The question that arises is do we really need these products?? The clear answer is NO!! Gynaecologists and health experts the world over have reiterated repeatedly that the vagina is self-cleaning. Anatomically speaking, The vagina is a tube of muscle that joins the cervix and the vaginal opening, and the vulva is the exterior genitalia. The vagina has a mucosal lining that produces a distinct bacterial flora designed to protect the urinary system from infections. A specific pH is maintained that also has an antibacterial action. These natural protective features protect the body from almost all infections, except sexually transmitted diseases. 

The vagina has a distinct odour as a result of the mucus produced, and the multi-million dollar feminine hygiene industry would have us believe that this odour should be misconstrued as smell, fishy and unpleasant, and something that needs to be corrected. A wide variety of vaginal wipes and washes and even vaginal perfumes have been created, only to further this very misconception. Every vulva, every vulva largely looks slightly different. In a paper studying the range of female genital appearance, researchers at the Elizabeth Garrett Anderson hospital in London found that “women vary widely in genital dimensions”, but that “detailed accurate representations of female genitals are rare ... although representations of female nudity are common”.  Claims of “freshness” and “odour control” have been advertised to prey on insecurities created by the very same manufacturers.

More harm than good

Several studies conducted on intimate wipes concluded that women who used feminine wipes were 3.5 times more prone to bacterial infections and 2.5 times more likely to report urinary tract infections. When a hygiene product like a feminine wash or wipe is used, it disturbs the natural pH level of the area. The ph imbalance causes disproportionate growth of the pathological or “bad” bacteria and reduces the rate of physiological or “good” bacteria. This will make the individual more susceptible to infections and fungal growth. All the wipes have perfumes and preservatives, thereby exposing the vagina to chemicals furthering the disbalance. 

Preservatives like Iodopropynil butyl carbamate, parabens and formaldehyde used in wet wipes are known skin allergens. Formaldehydes and parabens are also found in breast cancer tissues, thus prolonged exposure to these chemicals increases the risks of such anomalies. 

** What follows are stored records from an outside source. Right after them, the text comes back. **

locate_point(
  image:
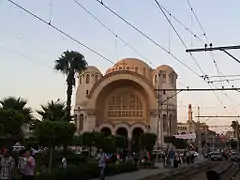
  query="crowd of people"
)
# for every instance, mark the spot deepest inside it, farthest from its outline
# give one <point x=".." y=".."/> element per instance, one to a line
<point x="25" y="165"/>
<point x="171" y="158"/>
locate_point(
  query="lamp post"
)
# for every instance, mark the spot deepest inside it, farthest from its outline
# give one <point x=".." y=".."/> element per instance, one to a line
<point x="159" y="124"/>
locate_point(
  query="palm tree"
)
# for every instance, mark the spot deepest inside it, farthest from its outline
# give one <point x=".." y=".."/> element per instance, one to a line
<point x="71" y="64"/>
<point x="235" y="127"/>
<point x="52" y="111"/>
<point x="19" y="105"/>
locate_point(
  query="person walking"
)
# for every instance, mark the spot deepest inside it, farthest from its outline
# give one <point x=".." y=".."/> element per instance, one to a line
<point x="7" y="164"/>
<point x="102" y="164"/>
<point x="27" y="166"/>
<point x="171" y="156"/>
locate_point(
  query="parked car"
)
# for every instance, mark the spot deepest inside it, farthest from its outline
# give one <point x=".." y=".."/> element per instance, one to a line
<point x="235" y="157"/>
<point x="216" y="156"/>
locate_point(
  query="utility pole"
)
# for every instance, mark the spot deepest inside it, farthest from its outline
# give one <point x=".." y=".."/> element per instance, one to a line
<point x="168" y="123"/>
<point x="238" y="136"/>
<point x="219" y="48"/>
<point x="159" y="124"/>
<point x="199" y="134"/>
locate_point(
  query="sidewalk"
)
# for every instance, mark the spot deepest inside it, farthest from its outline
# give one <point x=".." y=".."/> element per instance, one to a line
<point x="144" y="173"/>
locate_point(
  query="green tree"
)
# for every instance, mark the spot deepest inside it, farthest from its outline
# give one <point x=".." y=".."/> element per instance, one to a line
<point x="148" y="140"/>
<point x="178" y="143"/>
<point x="11" y="122"/>
<point x="77" y="141"/>
<point x="90" y="139"/>
<point x="54" y="133"/>
<point x="70" y="63"/>
<point x="19" y="105"/>
<point x="52" y="111"/>
<point x="120" y="141"/>
<point x="235" y="126"/>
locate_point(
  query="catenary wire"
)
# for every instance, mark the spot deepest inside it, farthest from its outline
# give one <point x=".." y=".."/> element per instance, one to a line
<point x="207" y="39"/>
<point x="149" y="38"/>
<point x="112" y="32"/>
<point x="178" y="35"/>
<point x="184" y="44"/>
<point x="180" y="23"/>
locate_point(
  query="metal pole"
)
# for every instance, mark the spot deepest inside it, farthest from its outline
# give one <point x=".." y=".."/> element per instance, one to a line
<point x="199" y="133"/>
<point x="159" y="111"/>
<point x="168" y="122"/>
<point x="220" y="48"/>
<point x="168" y="126"/>
<point x="237" y="136"/>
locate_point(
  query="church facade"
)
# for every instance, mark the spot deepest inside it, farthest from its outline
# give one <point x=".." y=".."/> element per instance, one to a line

Vaginal Douching or steaming are also wildly popular methods to ensure “freshness”. These procedures also use liquids which contain antiseptics and parabens, again exposing the women using these products to a myriad of health anomalies.

What to do instead

As mentioned earlier, the vagina is self-cleansing and does not require an outside agent to maintain hygiene. Warm water and a mild cleansing agent is all that is needed, which should be used only on the vulva and never introduced into the vaginal canal.

The following points should always be kept in mind for good vaginal health:

  1. Wear loose cotton underwear on a regular basis.

  2. Wash the vagina only with warm water and a mild soap

  3. Change underwear daily

  4. During periods, change the sanitary pad every 4-5hrs  to prevent UTI and in extreme cases, toxic shock syndrome

  5. Use specific hygiene products, ONLY if prescribed by a gynaecologist to treat any pathology that might have developed.